### Performance

Performance of actuarial software has always been a major challenge. The standard packages have historically all been written with performance as a priority. They have therefore typically generated code in a highly performant language, usually C or C++. They have also offered ways to utilise multiple machines to carry out the computations. More recently they have offered Cloud compute facilities, for example see:http://www.milliman.com/insight/insurance/MG-ALFA-takes-to-the-cloud-High-performance-computing-for-Solvency-II/

Even so, there continues to be interest in getting even more performance. There is an interesting conference, which is principally about this topic, next month in Edinburgh - Computation in Finance and Insurance, post Napier. I also noticed an interesting academic paper - An efficient algorithm for the calculation of non-unit linked reserves. This used reasonably complex algorithms and specialised tools such as Fortran and OpenMP.

One of the benefits of using F# is that it offers the potential of being both easy for an actuary to use and also highly performant.

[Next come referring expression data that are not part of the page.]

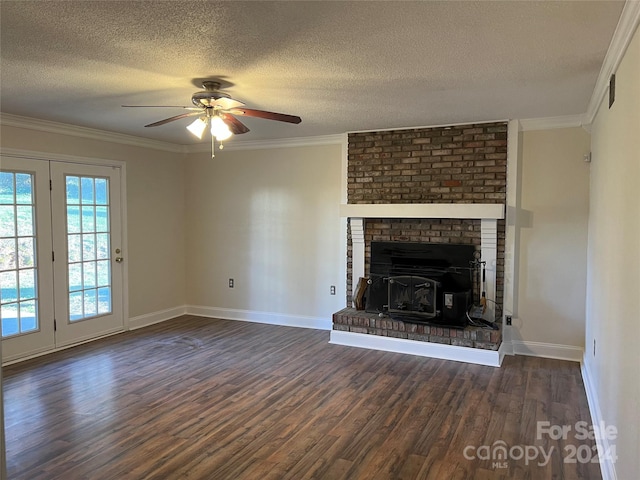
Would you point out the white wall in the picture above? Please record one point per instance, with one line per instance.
(613, 288)
(270, 220)
(155, 208)
(553, 242)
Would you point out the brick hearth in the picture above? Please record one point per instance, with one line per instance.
(359, 321)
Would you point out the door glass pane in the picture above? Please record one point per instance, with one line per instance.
(18, 265)
(89, 261)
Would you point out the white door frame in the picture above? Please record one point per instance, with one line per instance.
(56, 157)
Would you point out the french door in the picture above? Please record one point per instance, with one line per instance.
(61, 273)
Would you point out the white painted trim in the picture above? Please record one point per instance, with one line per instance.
(477, 356)
(424, 210)
(512, 227)
(550, 123)
(489, 255)
(36, 354)
(607, 466)
(152, 318)
(84, 132)
(271, 318)
(548, 350)
(627, 25)
(59, 157)
(233, 144)
(357, 252)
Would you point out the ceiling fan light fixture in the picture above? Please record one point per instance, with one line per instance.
(219, 129)
(197, 127)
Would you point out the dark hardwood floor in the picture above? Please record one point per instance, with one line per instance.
(212, 399)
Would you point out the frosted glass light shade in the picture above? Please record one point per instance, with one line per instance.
(197, 127)
(219, 129)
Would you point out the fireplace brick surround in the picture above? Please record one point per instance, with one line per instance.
(463, 164)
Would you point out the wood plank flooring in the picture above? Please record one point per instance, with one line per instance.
(209, 399)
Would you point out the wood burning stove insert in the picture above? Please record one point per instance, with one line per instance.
(428, 283)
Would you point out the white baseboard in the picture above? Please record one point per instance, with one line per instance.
(478, 356)
(547, 350)
(607, 466)
(156, 317)
(270, 318)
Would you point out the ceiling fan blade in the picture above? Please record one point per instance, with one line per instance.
(281, 117)
(171, 119)
(235, 125)
(160, 106)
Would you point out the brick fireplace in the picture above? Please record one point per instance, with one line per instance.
(429, 185)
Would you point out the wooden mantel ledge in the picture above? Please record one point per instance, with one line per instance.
(424, 210)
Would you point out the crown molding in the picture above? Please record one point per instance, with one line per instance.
(337, 139)
(550, 123)
(84, 132)
(627, 25)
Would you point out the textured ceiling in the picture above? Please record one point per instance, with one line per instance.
(341, 66)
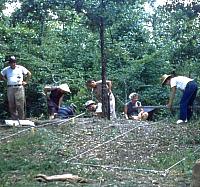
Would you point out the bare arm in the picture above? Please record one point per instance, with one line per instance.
(125, 111)
(27, 77)
(171, 99)
(2, 77)
(60, 101)
(109, 83)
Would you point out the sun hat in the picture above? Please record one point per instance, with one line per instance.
(88, 103)
(132, 95)
(164, 78)
(12, 59)
(64, 87)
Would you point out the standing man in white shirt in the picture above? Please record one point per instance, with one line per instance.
(16, 77)
(189, 88)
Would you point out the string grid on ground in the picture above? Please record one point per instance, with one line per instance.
(130, 151)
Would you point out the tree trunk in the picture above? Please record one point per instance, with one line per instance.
(105, 97)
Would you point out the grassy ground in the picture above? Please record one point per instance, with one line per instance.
(118, 153)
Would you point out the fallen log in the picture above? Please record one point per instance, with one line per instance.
(63, 177)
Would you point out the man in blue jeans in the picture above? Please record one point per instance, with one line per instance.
(189, 88)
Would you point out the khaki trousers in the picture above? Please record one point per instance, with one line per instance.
(16, 101)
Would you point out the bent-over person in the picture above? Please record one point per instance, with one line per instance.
(95, 108)
(55, 96)
(133, 109)
(16, 77)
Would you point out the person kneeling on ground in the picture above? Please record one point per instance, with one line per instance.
(91, 106)
(133, 109)
(55, 98)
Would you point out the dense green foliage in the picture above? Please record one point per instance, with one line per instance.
(58, 41)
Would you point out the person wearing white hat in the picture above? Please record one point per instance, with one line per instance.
(16, 77)
(91, 106)
(189, 88)
(133, 109)
(55, 98)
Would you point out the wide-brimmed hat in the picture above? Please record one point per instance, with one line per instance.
(88, 103)
(65, 88)
(164, 78)
(132, 95)
(12, 59)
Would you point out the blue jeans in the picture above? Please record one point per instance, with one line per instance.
(187, 100)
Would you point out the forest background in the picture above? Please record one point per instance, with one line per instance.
(59, 42)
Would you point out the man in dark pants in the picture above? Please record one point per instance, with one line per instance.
(16, 77)
(189, 88)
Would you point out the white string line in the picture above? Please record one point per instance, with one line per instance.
(120, 168)
(106, 142)
(39, 126)
(59, 121)
(17, 133)
(183, 159)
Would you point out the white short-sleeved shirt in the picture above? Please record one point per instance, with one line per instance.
(99, 108)
(14, 76)
(180, 82)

Where necessary, there is easy access to more powerful computational techniques. This includes highly optimised libraries, such as Math.NET Numerics, Extreme Optimization Numerical Libraries for .NET, StatFactory FCore. For relevant links, see the Math page on the F# Software Foundation site. There are straightforward options for parallelising F# code and running it on multiple machines or on GPUs. For more links, see the options on the Cloud and GPU pages on the F# Software Foundation site.

Although mortality manager currently does not require high performance, this may become more important when stochastic mortality is added. I therefore decided to have a brief look at the performance of some of the code.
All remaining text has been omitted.